Menurut Safriadi, data kelembagaan yang valid juga merupakan bentuk transparansi dan akuntabilitas kepada masyarakat. Publik berhak mengetahui siapa pengurus partai, lokasi sekretariat, hingga struktur organisasi yang menjalankan fungsi politik di tengah masyarakat.
"Kepercayaan masyarakat terhadap partai politik tidak dibangun hanya melalui kampanye. Kepercayaan lahir ketika partai mampu menunjukkan tata kelola organisasi yang baik, terbuka, dan bertanggung jawab," katanya.
Ia berharap seluruh partai politik, baik nasional maupun lokal, menjadikan pemutakhiran data sebagai rutinitas organisasi, bukan hanya dilakukan menjelang tahapan pemilu.

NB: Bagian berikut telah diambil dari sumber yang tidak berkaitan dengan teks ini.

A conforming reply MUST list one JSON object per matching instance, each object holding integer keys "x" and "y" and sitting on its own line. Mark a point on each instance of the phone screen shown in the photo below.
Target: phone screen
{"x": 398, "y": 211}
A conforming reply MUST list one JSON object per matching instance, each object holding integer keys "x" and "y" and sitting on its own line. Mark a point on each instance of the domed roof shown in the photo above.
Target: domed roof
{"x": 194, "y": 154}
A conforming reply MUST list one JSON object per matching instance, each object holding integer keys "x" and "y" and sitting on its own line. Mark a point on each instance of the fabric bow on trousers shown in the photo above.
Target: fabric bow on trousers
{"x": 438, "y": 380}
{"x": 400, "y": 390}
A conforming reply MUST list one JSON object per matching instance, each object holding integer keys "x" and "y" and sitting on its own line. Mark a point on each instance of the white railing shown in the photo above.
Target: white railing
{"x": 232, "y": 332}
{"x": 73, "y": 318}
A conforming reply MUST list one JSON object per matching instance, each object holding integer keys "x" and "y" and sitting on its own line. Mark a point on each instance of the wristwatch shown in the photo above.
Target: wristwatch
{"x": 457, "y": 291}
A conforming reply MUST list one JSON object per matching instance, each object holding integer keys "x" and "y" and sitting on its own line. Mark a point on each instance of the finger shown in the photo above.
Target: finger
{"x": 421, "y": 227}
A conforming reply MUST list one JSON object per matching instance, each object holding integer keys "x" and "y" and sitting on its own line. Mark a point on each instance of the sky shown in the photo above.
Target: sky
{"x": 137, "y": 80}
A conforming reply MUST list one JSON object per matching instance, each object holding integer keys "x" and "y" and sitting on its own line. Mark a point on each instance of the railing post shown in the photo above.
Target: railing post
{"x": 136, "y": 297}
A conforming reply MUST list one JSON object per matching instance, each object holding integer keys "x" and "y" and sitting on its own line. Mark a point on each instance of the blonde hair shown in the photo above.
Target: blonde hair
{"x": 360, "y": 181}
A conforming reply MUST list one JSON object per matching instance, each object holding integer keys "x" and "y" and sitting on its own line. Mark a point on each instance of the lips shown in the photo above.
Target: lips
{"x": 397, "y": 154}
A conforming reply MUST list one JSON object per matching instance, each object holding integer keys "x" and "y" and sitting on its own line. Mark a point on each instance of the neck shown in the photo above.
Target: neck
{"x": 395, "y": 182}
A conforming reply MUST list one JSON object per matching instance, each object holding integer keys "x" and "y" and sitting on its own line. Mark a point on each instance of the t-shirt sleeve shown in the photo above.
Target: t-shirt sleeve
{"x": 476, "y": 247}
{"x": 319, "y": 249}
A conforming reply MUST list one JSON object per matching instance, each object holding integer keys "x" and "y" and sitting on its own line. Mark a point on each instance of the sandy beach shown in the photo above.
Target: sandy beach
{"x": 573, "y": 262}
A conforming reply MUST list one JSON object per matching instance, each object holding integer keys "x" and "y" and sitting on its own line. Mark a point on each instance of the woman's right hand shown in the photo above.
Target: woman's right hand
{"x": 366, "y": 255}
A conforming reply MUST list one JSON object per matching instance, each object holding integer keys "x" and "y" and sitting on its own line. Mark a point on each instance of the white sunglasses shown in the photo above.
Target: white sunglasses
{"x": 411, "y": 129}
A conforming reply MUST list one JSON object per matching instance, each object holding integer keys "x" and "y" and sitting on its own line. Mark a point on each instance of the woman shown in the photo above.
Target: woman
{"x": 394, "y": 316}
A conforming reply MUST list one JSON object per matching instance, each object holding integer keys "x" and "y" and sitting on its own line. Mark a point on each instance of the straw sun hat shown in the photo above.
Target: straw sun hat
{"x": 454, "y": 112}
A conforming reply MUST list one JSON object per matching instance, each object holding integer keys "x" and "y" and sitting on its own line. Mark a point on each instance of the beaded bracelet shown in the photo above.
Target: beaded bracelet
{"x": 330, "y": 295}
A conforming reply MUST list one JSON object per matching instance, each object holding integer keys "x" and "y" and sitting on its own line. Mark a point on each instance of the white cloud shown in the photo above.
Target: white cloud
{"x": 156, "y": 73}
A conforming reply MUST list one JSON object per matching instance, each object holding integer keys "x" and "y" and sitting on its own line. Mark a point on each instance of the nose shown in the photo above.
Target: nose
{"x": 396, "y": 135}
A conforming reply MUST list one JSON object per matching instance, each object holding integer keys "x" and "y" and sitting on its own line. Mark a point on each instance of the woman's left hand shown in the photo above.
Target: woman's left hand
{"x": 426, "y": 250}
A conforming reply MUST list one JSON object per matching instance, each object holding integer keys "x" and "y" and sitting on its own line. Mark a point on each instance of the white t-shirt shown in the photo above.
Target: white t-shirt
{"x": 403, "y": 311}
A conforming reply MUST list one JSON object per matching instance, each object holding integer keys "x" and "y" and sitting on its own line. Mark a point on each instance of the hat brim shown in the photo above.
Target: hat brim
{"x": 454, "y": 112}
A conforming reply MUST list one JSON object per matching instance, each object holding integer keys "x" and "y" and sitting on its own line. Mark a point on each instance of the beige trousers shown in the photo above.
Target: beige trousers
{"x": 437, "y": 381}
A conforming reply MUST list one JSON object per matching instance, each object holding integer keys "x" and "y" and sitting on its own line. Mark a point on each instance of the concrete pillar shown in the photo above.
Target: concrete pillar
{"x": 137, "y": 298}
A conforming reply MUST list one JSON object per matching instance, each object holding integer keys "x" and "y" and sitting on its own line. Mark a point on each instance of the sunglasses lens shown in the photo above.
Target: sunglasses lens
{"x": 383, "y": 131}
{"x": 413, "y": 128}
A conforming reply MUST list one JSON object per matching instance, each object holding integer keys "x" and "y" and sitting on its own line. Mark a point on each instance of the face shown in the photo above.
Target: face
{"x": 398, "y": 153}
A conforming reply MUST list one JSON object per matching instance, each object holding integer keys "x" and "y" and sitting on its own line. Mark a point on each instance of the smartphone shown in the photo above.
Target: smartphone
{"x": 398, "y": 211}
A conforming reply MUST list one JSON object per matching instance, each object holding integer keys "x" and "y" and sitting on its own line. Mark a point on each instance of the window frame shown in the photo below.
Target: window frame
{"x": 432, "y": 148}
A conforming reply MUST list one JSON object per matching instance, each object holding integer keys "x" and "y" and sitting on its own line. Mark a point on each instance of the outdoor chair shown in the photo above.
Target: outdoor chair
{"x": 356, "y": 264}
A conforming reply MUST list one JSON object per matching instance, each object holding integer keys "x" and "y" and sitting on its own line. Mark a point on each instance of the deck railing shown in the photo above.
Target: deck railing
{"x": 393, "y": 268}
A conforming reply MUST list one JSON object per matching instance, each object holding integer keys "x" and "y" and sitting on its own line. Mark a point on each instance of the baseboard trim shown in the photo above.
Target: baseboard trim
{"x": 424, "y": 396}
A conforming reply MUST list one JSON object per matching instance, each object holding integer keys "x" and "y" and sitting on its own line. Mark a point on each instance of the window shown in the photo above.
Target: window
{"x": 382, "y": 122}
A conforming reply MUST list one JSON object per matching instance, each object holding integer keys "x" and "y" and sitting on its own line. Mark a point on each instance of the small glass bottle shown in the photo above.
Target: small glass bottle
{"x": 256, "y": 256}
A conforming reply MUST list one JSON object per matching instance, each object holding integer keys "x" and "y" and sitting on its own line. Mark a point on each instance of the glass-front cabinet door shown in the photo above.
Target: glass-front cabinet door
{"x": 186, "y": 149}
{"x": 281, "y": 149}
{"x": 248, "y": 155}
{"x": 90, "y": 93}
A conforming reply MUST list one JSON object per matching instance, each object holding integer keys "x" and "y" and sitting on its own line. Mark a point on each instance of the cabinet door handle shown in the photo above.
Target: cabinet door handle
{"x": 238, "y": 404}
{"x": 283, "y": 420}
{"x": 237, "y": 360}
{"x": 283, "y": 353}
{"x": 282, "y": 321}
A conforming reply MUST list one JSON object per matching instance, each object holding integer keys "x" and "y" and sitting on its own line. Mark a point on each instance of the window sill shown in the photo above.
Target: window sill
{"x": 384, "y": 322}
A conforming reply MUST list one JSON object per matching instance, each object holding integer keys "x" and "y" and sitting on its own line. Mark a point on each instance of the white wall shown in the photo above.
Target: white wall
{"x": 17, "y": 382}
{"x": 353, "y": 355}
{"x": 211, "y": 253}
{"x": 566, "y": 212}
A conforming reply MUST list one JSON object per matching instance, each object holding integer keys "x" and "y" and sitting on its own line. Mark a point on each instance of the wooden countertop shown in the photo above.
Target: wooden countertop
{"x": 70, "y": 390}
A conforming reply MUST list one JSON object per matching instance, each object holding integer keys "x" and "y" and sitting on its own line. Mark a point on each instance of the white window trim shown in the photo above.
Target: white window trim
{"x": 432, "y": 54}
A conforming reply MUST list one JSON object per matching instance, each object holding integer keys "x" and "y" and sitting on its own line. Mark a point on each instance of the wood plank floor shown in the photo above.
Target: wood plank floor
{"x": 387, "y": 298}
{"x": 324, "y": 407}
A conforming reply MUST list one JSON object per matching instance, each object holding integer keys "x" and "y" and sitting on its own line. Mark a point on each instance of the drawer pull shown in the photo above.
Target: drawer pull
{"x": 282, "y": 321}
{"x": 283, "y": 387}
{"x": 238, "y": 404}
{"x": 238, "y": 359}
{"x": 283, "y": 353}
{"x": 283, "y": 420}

"Pemutakhiran data partai politik sangat penting. Demokrasi yang kuat bukan hanya lahir dari pemilu yang jujur dan adil, tetapi juga dari partai politik yang tertib mengelola organisasinya. Ketika administrasi diabaikan, yang dipertaruhkan bukan hanya data, melainkan kualitas demokrasi itu sendiri," pungkas Safriadi.